- Born: May 6, 1948 (age 78) New York City, New York, U.S.
- Occupation: Actor
- Years active: 1970–present
- Spouses: ; Francesca Draper ​ ​(m. 1978; died 1986)​ ; Christine Healy ​(m. 1991)​
- Children: 4

= Paul Linke =

American actor (born 1948)

Paul Linke (born May 6, 1948) is an American actor, known for his role as Officer Arthur "Artie" Grossman in the television series CHiPs. Linke has worked in film and extensively in television, mostly portraying mild-mannered everyman roles.

==Career==
Linke was born in New York, New York, the son of Richard O. Linke, a personal manager, producer, and partner of Andy Griffith. After roles in films such as The Baby Maker (1970), Big Bad Mama (1974), The Strongest Man in the World (1975) and Moving Violation (1976), Linke appeared in the 1977 movie Grand Theft Auto. During the timeframe of his character on the television series CHiPs, Linke played a similar role as Sheriff Bruce Smith in the slasher film parody Motel Hell (1980). He also appeared in another Ron Howard-directed movie, the film Parenthood (1989).
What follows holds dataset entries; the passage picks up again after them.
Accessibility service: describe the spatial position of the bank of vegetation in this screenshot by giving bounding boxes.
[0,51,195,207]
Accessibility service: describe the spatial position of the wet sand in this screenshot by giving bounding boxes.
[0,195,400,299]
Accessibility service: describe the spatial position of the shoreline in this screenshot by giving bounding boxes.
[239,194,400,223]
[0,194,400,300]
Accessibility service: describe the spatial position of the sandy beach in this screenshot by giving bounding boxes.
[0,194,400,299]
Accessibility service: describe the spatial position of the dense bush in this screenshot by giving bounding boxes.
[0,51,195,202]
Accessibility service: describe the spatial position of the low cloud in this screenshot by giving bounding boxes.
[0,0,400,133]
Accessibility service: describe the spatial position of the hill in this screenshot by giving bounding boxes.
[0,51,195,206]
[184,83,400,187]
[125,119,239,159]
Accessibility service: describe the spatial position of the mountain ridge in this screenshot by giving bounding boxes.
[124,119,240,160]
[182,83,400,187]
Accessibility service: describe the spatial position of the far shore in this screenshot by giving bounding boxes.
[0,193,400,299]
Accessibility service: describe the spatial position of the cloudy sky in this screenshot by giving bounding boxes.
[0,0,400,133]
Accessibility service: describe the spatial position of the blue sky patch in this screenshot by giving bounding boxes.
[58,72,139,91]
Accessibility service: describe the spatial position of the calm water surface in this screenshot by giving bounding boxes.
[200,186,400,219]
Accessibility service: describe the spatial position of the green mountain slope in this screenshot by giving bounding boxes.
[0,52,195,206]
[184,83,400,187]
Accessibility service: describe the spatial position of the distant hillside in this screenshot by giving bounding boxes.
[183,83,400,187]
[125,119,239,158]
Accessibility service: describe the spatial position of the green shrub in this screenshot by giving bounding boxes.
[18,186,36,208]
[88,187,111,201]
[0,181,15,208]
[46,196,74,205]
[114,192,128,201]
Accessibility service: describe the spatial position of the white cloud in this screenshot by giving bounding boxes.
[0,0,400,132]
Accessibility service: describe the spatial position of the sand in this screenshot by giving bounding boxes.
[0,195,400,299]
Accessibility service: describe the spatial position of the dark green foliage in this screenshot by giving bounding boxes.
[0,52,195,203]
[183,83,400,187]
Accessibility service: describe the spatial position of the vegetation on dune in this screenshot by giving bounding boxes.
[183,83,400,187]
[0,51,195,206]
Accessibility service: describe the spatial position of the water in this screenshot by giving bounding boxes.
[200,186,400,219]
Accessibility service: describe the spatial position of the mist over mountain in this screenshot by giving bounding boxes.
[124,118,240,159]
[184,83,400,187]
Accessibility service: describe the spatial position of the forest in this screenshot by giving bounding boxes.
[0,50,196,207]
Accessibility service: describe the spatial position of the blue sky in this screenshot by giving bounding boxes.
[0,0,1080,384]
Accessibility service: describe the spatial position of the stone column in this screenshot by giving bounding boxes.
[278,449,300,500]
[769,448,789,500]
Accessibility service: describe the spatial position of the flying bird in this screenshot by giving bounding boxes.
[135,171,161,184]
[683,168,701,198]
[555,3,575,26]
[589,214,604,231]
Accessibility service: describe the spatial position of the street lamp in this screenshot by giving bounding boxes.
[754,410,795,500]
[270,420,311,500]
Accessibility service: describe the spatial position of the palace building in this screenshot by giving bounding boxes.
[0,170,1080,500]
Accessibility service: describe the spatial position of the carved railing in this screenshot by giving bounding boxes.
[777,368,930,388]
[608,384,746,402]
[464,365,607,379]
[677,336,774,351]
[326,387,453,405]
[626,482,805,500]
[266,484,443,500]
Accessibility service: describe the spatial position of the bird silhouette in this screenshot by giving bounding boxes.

His other film credits have included roles in Space Rage (1985), LAFD Battalion Chief Powers in Fire, Trapped on the 37th Floor (1991), Shrunken Heads (1994) and K-PAX (2001).

His career has included appearances on many television series, including The Waltons, Laverne & Shirley, Happy Days, M*A*S*H, Knots Landing, St. Elsewhere, Quantum Leap and Lois & Clark: The New Adventures of Superman.

He appeared in a 1985 episode of Three's a Crowd, a short-lived television sitcom spinoff of Three's Company starring John Ritter. Three years later, Linke would work with Ritter again when he joined the cast of Hooperman, the ABC dramedy series that Ritter subsequently headlined. In 2003, Linke spoke at Ritter's memorial service.

In 2000 Linke co-wrote and directed the stage play "Save it for the Stage: The Life of Reilly" with actor Charles Nelson Reilly, which was later made into the 2006 film "The Life of Reilly".

Linke also appeared in the 2016 family-drama film An American Girl Story - Maryellen 1955: Extraordinary Christmas, playing the role of Maryellen Larkin's grandfather.

==Personal life==
Linke met his first wife, Francesca "Chex" Draper, a musician and composer, at a party in Los Angeles in 1976. They married in 1978 and had three children together, Jasper, Ryan and Rose. When his wife died of cancer in 1986, Linke channeled his grief into writing and performing a play called Time Flies When You're Alive. First presented as a one-man show in Los Angeles and HBO drama, the work was then developed into the book Time Flies When You're Alive: A Real-Life Love Story. In 2016, he did a follow-up one-man show It's Time, continuing with the theme of tragedy, death and coping.

Linke later married Christine Healy in 1991. They have one child together, a daughter named Lily.